If the group of about 30 people that canvassed Fayette County last Thursday are on target – and they usually are – county farmers can expect some good yields come harvest time.
Those men and women were the surveyors for this year’s edition of the annual crop survey held by the Fayette County Farm Bureau’s marketing committee.
The six teams of surveyors spread out to cover the entire county, and when their numbers were tabulated, they came up with overall estimates of 162.30 bushels per acre for corn and 50.74 bushels for soybeans.
Both of those numbers are up from last year – 140 for corn and 45 for beans. In 2014, the estimates were 176.14 for corn and 45.67 for beans, and the 2013 numbers were 157.42 for corn and 38.4 for beans.
Each team gathered eight to 12 samples of each crop, and estimates were figured for each region, according to Farm Bureau Manager Stephanie Kraus.

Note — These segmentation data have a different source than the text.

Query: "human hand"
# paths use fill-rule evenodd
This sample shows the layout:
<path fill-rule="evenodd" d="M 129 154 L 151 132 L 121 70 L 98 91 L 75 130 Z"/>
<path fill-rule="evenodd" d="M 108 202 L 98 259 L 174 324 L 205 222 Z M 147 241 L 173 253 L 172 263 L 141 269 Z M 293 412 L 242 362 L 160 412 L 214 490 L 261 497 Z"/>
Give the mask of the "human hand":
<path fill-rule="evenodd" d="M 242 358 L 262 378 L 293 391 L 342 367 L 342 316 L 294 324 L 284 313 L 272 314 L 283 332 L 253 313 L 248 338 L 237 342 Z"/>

The highest yield estimates for both crops were turned in by the crew surveying the southwest area of the county – 254 bushels per acre for corn and 70 bushels per acre for soybeans (in two fields, and 68 bushels in a third).
The total yield estimates for that region were 192.90 bushels per acre for corn and 50.80 for soybeans.
The lowest yield estimate for corn, 76 bushels per acre, was in the west central area of the county, and the lowest soybean estimate, 25 bushels per acre (in two fields), was in the southeast part of Fayette County.
In addition to figuring estimates in the fields that they visited, the surveyors were asked to make note of anything that they observed in the crops.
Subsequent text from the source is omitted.